Третьему по яйцам. Димке врезали. Отнесло к стене, ухом скребанул по старинной кладке. Ударил, не целясь. Упал. Ладонь разодрал об асфальт. Увидел бутон, выпавший из пакета. Схватил. Поднялся. Получил по зубам…
Вообще Димка не спец в драках. Боится, что зубы выбьют, нос расплющат, изуродуют. А тут он что-то бояться перестал. По пьяни, наверное. Не понятно даже, почему. Димка осмелел и открыл для себя много нового: во-первых, неумело дерущиеся взрослые люди представляют собой довольно смешное зрелище, а во-вторых, реальная драка разочаровывает отсутствием эффектных звуков ударов, какие бывают в кино. Только кряхтенье, ойканье и шлепки какие-то. Вот если бы в драках использовали мячик, звуки были бы поинтереснее.

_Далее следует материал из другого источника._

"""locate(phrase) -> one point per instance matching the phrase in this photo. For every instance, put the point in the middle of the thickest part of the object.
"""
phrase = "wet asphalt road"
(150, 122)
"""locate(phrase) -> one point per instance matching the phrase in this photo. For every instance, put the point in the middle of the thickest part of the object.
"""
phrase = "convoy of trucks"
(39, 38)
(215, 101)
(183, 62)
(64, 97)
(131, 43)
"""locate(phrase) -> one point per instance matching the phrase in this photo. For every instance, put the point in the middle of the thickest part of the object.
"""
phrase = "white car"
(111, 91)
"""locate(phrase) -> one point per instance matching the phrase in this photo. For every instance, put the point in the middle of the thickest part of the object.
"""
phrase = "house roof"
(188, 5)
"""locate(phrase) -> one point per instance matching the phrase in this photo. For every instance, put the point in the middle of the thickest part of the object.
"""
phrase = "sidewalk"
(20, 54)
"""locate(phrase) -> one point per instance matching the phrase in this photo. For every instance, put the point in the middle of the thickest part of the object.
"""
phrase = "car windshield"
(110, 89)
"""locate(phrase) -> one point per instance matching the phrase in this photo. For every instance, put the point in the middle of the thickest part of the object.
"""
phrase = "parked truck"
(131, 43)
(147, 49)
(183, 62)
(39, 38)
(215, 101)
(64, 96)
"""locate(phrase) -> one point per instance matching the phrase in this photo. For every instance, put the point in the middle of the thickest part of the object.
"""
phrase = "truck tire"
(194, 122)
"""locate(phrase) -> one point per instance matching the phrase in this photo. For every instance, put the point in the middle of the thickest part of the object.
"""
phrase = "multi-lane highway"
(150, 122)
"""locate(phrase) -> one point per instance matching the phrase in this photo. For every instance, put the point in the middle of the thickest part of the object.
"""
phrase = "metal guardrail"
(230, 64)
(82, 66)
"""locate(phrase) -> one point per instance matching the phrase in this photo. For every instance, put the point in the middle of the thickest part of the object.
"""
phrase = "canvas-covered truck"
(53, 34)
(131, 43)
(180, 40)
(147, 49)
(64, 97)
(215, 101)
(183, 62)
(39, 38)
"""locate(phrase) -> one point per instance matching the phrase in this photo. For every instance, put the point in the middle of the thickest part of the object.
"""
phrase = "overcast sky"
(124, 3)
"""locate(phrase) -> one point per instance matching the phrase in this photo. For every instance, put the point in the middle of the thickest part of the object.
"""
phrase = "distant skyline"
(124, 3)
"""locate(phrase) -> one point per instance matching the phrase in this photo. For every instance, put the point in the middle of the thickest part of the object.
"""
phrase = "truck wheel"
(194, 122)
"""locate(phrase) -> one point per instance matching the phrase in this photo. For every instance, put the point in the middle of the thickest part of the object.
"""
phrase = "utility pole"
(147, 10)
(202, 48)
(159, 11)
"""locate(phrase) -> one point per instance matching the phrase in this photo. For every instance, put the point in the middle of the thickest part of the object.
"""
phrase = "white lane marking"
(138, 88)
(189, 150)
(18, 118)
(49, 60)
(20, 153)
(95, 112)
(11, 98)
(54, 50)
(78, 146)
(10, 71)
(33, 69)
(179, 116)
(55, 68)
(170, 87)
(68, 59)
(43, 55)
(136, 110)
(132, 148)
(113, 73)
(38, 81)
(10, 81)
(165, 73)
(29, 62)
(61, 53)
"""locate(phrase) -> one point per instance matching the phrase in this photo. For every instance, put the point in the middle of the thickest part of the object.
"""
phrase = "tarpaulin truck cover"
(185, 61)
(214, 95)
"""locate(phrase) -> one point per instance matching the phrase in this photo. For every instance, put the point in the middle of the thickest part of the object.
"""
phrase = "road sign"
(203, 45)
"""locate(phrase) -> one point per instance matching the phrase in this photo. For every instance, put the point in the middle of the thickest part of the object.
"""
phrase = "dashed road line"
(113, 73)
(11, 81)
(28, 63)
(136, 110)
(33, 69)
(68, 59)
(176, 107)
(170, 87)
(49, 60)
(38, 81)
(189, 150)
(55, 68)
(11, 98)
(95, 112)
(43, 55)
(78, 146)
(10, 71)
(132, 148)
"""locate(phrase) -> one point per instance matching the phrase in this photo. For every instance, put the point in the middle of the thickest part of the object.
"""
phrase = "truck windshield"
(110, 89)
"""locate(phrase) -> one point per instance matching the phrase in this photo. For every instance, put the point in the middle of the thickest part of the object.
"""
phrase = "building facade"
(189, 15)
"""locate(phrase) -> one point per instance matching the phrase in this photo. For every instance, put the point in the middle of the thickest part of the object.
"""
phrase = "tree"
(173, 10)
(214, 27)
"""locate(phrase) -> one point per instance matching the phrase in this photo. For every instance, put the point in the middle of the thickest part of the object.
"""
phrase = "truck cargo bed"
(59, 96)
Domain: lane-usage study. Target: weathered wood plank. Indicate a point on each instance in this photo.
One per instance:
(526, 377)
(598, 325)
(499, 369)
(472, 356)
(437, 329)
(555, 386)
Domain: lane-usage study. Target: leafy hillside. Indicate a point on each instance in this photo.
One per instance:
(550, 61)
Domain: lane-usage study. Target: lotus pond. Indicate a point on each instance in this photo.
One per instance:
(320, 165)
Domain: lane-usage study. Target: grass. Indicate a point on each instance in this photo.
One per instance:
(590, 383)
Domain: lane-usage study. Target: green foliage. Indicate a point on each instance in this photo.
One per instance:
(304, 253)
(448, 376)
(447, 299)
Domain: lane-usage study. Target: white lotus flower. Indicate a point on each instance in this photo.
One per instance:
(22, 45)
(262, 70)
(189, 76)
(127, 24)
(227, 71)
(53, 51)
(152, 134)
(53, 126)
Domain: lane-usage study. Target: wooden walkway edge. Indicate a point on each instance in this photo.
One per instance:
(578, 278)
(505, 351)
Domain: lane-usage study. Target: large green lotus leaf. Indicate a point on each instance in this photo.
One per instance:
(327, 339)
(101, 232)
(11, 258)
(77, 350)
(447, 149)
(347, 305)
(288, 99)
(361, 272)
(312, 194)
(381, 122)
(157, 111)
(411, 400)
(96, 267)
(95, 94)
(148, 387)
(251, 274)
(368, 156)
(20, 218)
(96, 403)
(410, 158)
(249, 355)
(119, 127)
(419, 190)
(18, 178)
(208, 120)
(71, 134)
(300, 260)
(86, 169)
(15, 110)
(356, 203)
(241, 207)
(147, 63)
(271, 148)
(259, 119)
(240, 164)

Главный корчился и подвывал на асфальте, а Димке хотелось смеяться. Он наносил удары, но не чувствовал злости, напротив, ему даже хотелось обнять пацанчиков. Но те размахивали руками и не оставляли на обнимания ни малейшего шанса. Когда Димка окончательно понял, что нежничать с ним никто не собирается, он побежал. Легко. Быстро. С удовольствием. Он бежал, открыв грудь холодному воздуху, и смеялся. По-детски. Счастливо. Пересчитал языком зубы, все на месте. Только внутренняя сторона губы саднит и ухо жжёт, и ладонь. Позади ругалась, стонала и сплёвывала круглоголовая троица, а Димке казалось, что там корчатся и кукожатся заклеенные им конверты, его зависть и злость…
В правой руке тяжелела выдержавшая бой золотая буква, в левой… Алые ошмётки лепестков, жёлтая пыльца, чёрная пудра тычинок размазались по расцарапанной ладони вместе с грязью и кровью.
* * *
Димку обдало духотой и грохотом. Певица пела. Большинство мужчин и женщин танцевали. Усидеть на месте было невозможно, поэтому в пляс пустились люди, обыкновенно этого себе не позволяющие. Марат Губайдуллин танцевал с той самой ярко накрашенной дамой с лицом, умащённым кремом, Лиса извивалась среди нескольких разновозрастных мужчин, сказочник с рюмкой в здоровой руке рассматривал присутствующих диковатыми глазами, драматург-революционер выделывал хип-хоповские движения вокруг красивой журналистки. Один Мамадаков ходил, покачиваясь и кого-то высматривая, его жены нигде не было видно.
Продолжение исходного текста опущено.